The Pendleton Center for the Arts is located in the historic 1916 Carnegie Library building on the banks of the Umatilla River in downtown Pendleton, Oregon. This beautiful Italian Renaissance Revival style building was built with the support of self-educated millionaire industrialist Andrew Carnegie (1835 – 1919). Carnegie and the Carnegie Corporation provided funding for 1,681 public library buildings in 1,412 U.S. communities between 1889 and 1923. To Carnegie, libraries represented self education, so a library gift should represent self help. Carnegie provided the building but the communities provided the land and tax support for the libraries.

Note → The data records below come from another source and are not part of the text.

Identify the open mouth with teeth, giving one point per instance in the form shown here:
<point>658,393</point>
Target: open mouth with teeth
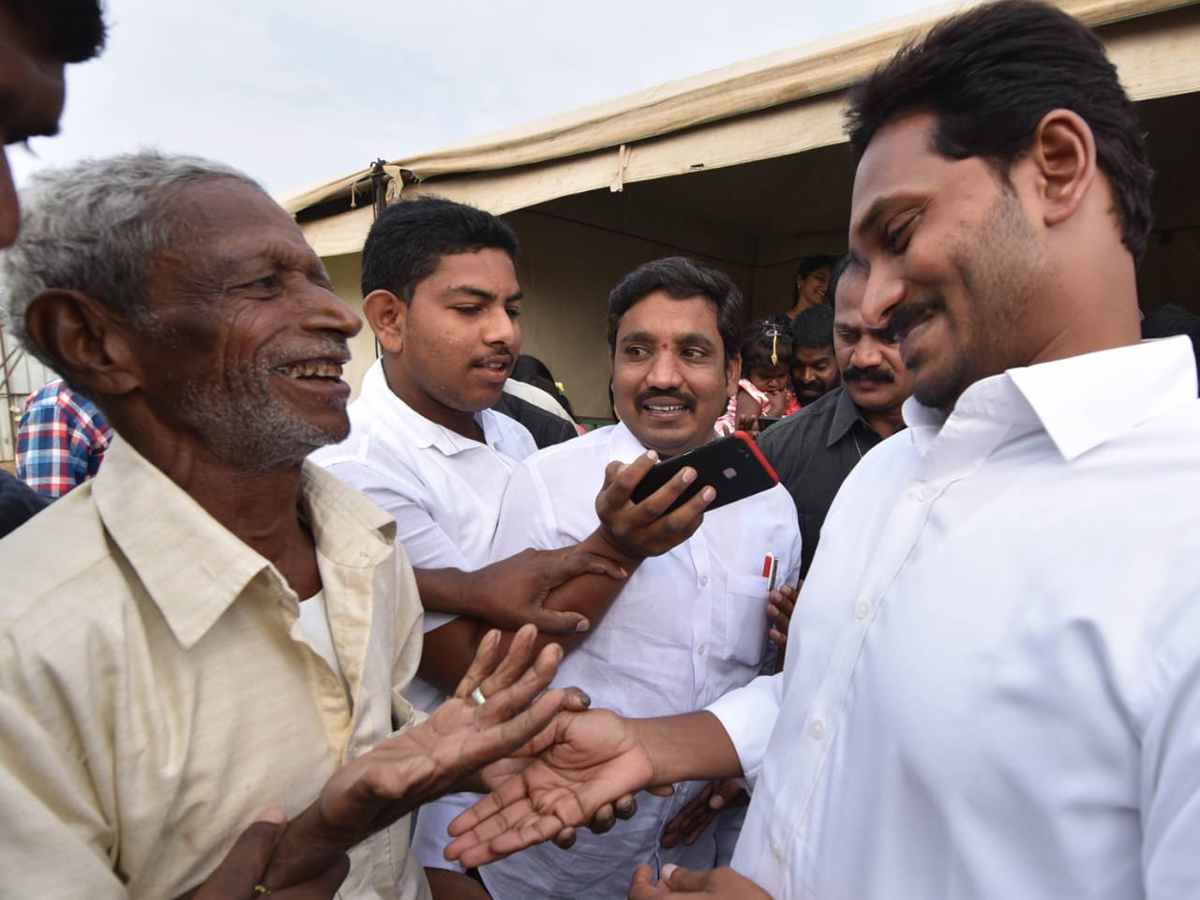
<point>312,369</point>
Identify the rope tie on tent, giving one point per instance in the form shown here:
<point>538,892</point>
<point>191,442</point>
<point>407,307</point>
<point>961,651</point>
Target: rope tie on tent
<point>771,329</point>
<point>618,180</point>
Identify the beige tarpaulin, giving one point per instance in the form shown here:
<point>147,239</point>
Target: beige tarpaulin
<point>774,106</point>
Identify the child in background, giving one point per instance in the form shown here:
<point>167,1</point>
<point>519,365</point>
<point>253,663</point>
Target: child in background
<point>762,390</point>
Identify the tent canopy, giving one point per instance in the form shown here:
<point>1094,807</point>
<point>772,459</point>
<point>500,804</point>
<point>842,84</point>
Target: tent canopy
<point>757,109</point>
<point>744,167</point>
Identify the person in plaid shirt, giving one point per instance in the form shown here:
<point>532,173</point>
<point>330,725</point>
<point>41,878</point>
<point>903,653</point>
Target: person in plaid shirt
<point>60,441</point>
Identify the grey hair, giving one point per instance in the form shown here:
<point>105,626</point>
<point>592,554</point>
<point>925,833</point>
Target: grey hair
<point>96,227</point>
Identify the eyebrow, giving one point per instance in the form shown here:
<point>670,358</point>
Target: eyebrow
<point>471,291</point>
<point>277,255</point>
<point>876,210</point>
<point>693,339</point>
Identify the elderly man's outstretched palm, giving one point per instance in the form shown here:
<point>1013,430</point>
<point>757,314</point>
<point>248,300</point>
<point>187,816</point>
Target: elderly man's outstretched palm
<point>587,760</point>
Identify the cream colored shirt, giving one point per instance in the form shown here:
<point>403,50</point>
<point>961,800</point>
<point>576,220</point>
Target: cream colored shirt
<point>157,693</point>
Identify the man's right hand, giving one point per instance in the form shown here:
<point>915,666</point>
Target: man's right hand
<point>513,592</point>
<point>432,757</point>
<point>645,529</point>
<point>245,865</point>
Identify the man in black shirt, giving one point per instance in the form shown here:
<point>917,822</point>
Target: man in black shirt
<point>815,449</point>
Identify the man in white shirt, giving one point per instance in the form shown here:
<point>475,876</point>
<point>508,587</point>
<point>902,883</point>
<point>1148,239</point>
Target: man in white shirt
<point>690,624</point>
<point>995,690</point>
<point>442,297</point>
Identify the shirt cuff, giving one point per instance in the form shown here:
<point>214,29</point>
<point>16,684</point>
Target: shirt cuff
<point>748,714</point>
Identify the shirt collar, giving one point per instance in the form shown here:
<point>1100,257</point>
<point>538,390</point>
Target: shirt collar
<point>1081,401</point>
<point>191,565</point>
<point>624,447</point>
<point>421,432</point>
<point>845,414</point>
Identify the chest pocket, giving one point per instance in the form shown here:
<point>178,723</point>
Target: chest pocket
<point>745,619</point>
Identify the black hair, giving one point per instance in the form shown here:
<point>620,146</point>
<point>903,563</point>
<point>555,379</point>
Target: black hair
<point>407,243</point>
<point>763,339</point>
<point>839,269</point>
<point>67,30</point>
<point>808,265</point>
<point>813,329</point>
<point>682,279</point>
<point>533,371</point>
<point>990,75</point>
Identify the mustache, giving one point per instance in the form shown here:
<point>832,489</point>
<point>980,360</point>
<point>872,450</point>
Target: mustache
<point>678,396</point>
<point>873,373</point>
<point>335,348</point>
<point>909,316</point>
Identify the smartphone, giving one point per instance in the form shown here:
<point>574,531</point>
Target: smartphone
<point>731,465</point>
<point>766,421</point>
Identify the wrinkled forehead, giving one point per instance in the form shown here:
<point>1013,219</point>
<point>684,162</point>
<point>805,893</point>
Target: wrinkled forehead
<point>899,160</point>
<point>221,225</point>
<point>847,300</point>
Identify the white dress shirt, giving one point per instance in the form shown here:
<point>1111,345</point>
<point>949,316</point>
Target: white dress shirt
<point>688,627</point>
<point>996,691</point>
<point>443,490</point>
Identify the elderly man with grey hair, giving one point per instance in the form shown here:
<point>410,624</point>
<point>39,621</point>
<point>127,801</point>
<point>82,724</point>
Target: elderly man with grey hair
<point>213,627</point>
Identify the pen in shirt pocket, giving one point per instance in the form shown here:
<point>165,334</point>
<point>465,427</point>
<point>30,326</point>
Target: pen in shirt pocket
<point>769,570</point>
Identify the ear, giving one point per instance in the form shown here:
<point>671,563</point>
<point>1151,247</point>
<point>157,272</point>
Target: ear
<point>732,373</point>
<point>1063,154</point>
<point>88,341</point>
<point>388,317</point>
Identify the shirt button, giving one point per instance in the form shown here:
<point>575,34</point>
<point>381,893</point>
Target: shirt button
<point>923,491</point>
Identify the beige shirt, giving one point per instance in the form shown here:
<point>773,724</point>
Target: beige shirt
<point>157,694</point>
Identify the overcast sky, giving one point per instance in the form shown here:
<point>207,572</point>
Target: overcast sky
<point>297,93</point>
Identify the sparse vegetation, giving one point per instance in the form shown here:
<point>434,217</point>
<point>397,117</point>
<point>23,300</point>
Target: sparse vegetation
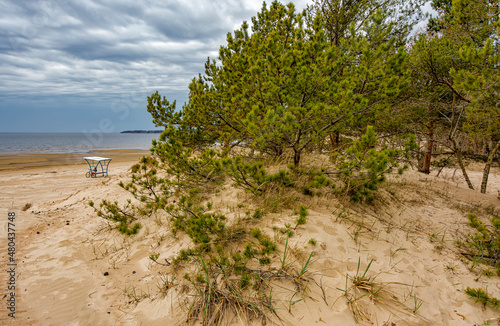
<point>293,113</point>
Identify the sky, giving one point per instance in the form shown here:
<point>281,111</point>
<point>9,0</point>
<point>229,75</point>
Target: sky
<point>89,65</point>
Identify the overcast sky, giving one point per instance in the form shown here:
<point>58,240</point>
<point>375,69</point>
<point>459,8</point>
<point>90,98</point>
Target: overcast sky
<point>77,66</point>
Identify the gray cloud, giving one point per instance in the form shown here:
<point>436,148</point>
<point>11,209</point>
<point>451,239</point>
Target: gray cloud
<point>108,53</point>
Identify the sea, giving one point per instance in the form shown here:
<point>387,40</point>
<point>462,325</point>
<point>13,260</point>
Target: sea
<point>76,143</point>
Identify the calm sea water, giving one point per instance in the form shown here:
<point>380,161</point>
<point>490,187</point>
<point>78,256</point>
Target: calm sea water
<point>79,143</point>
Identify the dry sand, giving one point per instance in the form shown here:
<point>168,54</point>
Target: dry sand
<point>63,251</point>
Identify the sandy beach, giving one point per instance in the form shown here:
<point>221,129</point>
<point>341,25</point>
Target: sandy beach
<point>72,270</point>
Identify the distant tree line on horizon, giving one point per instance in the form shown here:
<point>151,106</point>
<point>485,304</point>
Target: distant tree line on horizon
<point>343,81</point>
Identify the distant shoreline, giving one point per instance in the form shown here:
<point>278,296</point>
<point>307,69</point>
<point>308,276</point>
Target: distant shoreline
<point>36,160</point>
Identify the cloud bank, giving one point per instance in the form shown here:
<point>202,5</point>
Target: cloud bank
<point>98,55</point>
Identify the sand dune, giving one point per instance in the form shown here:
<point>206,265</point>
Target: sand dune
<point>72,270</point>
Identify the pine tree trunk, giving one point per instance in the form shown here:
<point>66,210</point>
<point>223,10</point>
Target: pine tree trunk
<point>458,152</point>
<point>334,140</point>
<point>426,167</point>
<point>487,167</point>
<point>296,159</point>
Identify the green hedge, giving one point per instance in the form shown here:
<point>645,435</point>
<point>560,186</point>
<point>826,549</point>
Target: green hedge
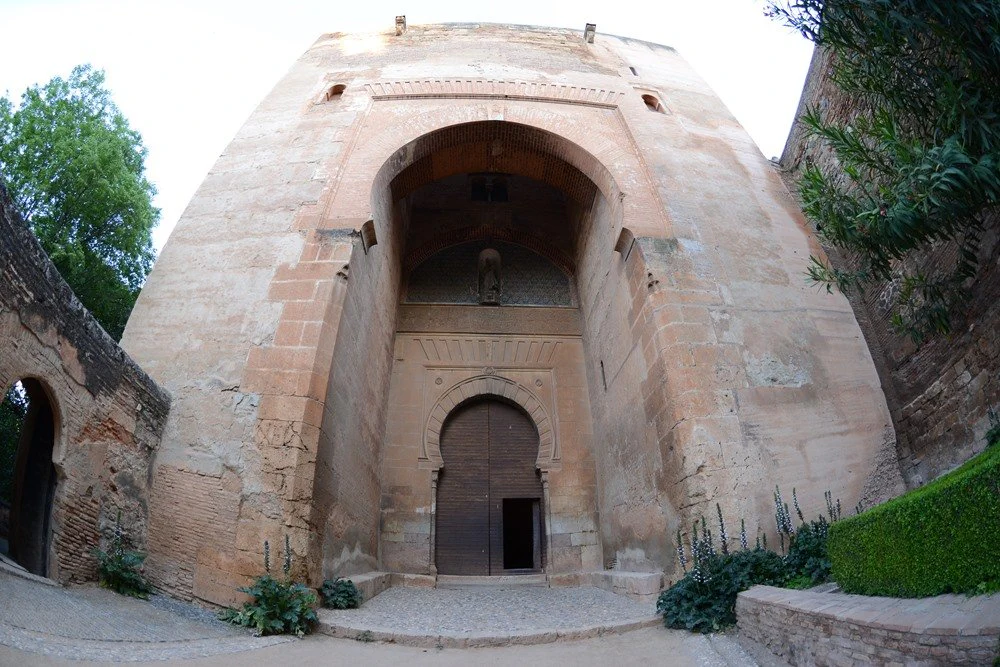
<point>941,538</point>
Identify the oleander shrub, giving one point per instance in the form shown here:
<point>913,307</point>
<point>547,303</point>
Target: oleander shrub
<point>941,538</point>
<point>340,593</point>
<point>705,599</point>
<point>277,606</point>
<point>120,567</point>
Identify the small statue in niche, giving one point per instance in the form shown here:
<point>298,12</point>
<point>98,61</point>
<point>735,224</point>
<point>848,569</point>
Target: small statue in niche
<point>489,277</point>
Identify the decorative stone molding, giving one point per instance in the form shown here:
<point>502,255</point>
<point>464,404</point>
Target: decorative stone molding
<point>489,385</point>
<point>491,88</point>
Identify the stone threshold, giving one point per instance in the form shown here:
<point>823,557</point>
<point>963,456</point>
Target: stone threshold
<point>479,640</point>
<point>639,586</point>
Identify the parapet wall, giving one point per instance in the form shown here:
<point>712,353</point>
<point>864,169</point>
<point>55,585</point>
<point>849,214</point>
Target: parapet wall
<point>940,393</point>
<point>107,414</point>
<point>807,628</point>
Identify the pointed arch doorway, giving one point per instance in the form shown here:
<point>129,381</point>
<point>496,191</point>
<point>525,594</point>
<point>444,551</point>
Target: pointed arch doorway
<point>489,494</point>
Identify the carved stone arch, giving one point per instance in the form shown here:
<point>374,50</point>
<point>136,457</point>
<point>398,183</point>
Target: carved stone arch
<point>501,387</point>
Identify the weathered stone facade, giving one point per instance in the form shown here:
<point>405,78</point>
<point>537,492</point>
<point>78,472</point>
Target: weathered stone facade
<point>940,392</point>
<point>314,366</point>
<point>107,415</point>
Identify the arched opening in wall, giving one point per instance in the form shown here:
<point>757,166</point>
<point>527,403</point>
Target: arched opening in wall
<point>27,474</point>
<point>494,240</point>
<point>334,92</point>
<point>489,505</point>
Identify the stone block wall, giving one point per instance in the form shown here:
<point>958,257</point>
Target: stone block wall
<point>703,351</point>
<point>939,393</point>
<point>807,628</point>
<point>108,415</point>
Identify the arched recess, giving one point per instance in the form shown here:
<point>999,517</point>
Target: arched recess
<point>485,386</point>
<point>34,479</point>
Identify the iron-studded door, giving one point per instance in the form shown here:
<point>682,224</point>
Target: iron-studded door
<point>463,516</point>
<point>515,488</point>
<point>489,493</point>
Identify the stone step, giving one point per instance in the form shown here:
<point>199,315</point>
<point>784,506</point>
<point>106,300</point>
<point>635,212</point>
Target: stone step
<point>459,581</point>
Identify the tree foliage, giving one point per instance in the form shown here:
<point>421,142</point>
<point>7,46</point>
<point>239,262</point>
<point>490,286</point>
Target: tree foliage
<point>13,410</point>
<point>919,165</point>
<point>75,170</point>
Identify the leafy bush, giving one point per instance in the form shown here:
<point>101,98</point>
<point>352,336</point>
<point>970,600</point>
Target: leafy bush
<point>807,556</point>
<point>943,537</point>
<point>705,599</point>
<point>120,568</point>
<point>340,594</point>
<point>278,606</point>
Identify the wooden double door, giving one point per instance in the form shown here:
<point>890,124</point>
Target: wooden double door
<point>489,500</point>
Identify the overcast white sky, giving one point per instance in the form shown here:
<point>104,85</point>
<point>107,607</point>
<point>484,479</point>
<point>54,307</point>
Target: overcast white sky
<point>187,73</point>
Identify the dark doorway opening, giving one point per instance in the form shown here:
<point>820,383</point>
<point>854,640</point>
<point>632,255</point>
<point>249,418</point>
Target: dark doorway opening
<point>28,476</point>
<point>520,533</point>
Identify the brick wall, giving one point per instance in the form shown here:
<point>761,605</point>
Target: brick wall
<point>939,393</point>
<point>108,414</point>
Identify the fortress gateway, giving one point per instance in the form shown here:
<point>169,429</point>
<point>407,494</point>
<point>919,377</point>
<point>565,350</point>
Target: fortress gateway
<point>483,300</point>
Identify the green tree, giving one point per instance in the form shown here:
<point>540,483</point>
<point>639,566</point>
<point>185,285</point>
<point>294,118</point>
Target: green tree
<point>918,166</point>
<point>75,170</point>
<point>13,410</point>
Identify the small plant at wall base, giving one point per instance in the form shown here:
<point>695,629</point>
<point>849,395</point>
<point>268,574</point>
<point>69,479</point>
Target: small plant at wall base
<point>340,593</point>
<point>705,599</point>
<point>277,606</point>
<point>120,568</point>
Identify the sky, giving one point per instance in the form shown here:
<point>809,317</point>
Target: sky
<point>188,73</point>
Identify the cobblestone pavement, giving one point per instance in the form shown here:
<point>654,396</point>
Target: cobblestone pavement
<point>44,625</point>
<point>496,610</point>
<point>89,623</point>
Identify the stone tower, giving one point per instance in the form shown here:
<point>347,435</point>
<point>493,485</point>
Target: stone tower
<point>478,299</point>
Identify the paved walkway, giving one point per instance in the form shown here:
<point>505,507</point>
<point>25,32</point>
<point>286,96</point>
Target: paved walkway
<point>489,615</point>
<point>90,623</point>
<point>46,625</point>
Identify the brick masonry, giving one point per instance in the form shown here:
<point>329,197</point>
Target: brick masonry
<point>940,393</point>
<point>302,396</point>
<point>807,628</point>
<point>108,413</point>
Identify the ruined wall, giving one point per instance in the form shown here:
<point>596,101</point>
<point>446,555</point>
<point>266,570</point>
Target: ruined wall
<point>939,393</point>
<point>108,414</point>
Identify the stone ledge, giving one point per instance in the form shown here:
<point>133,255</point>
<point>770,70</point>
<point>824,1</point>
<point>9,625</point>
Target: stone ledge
<point>639,586</point>
<point>413,580</point>
<point>807,627</point>
<point>477,640</point>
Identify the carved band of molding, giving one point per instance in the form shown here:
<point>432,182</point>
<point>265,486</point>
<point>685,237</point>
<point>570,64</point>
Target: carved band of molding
<point>490,89</point>
<point>487,350</point>
<point>490,385</point>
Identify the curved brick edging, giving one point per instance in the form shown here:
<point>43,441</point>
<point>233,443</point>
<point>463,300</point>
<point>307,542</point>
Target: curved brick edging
<point>481,640</point>
<point>810,628</point>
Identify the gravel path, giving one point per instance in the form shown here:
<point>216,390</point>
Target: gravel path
<point>90,623</point>
<point>488,609</point>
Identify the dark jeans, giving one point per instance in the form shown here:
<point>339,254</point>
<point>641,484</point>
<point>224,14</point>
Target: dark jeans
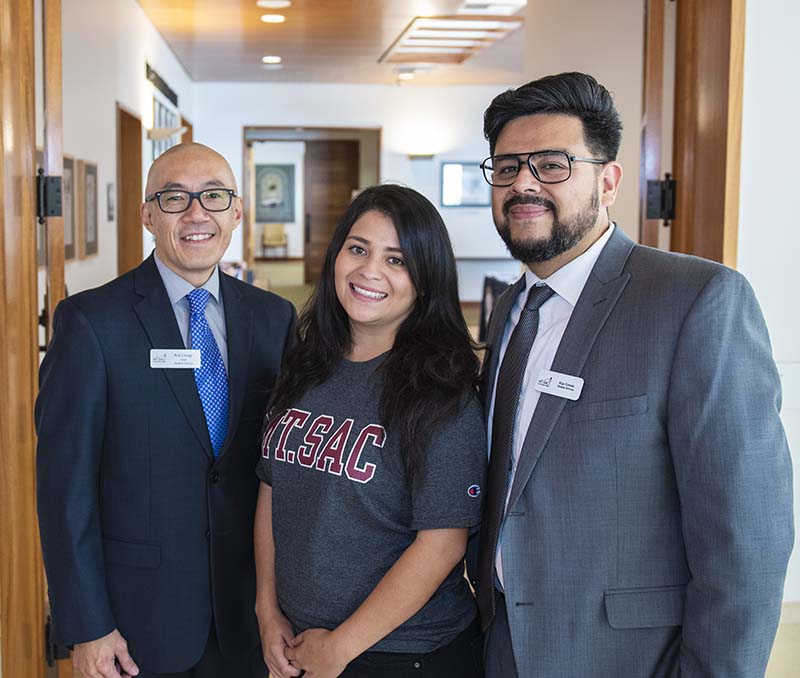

The Pendleton project was the result of the perseverance of a group of local women who envisioned that the building function as a gathering place. Architect Folger Johnson (1882-1970) of Portland modeled the entrance of the Umatilla County Library on the Pazzi Chapel at the Basilica di Santa Croce in Florence, Italy. The chapel was built over twenty years, beginning in 1442, and is attributed to the Italian architect Filippo Brunelleschi (1377-1446). It is often cited as an example of the perfect Renaissance building.
Crumbling walls, leaky pipes, and the cost of ADA accessibility and upgrading contributed to the relocation of the library in 1996. Unwilling to allow the beloved building to lie vacant, the Arts Council of Pendleton proposed a renovation to create a multi-venue arts center.
The Arts Council
Pendleton is home to an amazing array of artists, writers, musicians and performers, and many of the cultural amenities we enjoy today can be traced back to a group of men and women who felt strongly about the importance of art and art-making. Betty Feves, Roberta Jones, Amy Bedford and Lorie Baxter are just a few of the movers and shakers who led the way, creating their own art, teaching others to make art and providing spaces for artists to display and sell their work. After many years of informal activity, the Arts Council of Pendleton was officially registered with the State of Oregon as a nonprofit organization in 1974.
The organization organized art exhibits in various locations, supported individual artists with advocacy projects and offered art classes in a range of mediums. But, without a home base, the organization was limited in what it could do.
In the mid-1990s, the City of Pendleton contemplated what to do with the old Carnegie library building. Crumbling walls, leaky pipes and the cost of ADA accessibility and upgrading sealed the decision to move the library, and in 1996 the last books were moved to the renovated Helen McCune school building. Unwilling to allow the beloved Carnegie building to lie vacant, the Arts Council of Pendleton proposed a renovation to create a multi-venue arts center. The Arts Council was granted a thirty-year lease on the building by the City of Pendleton and the group got busy. Individuals, businesses and granting agencies contributed $1.8 million towards the project; renovation began in 1998 and was completed in January 2001.
Today, the building is once again an important gathering place for people of all ages in the community. And just as Carnegie infused our culture with the belief that access to books is an important public service, the Arts Center seeks to make access to art and art making a regular part of our day-to-day lives.
The history of the beautiful building is captured in a permanent display, thanks to the generous support of The Ford Family Foundation. Visitors can see images of the Pazzi Chapel in Florence, Italy, which served as the inspiration for the entryway, and catch a glimpse of Ruth, the amazing librarian who inspired stories of a haunted library.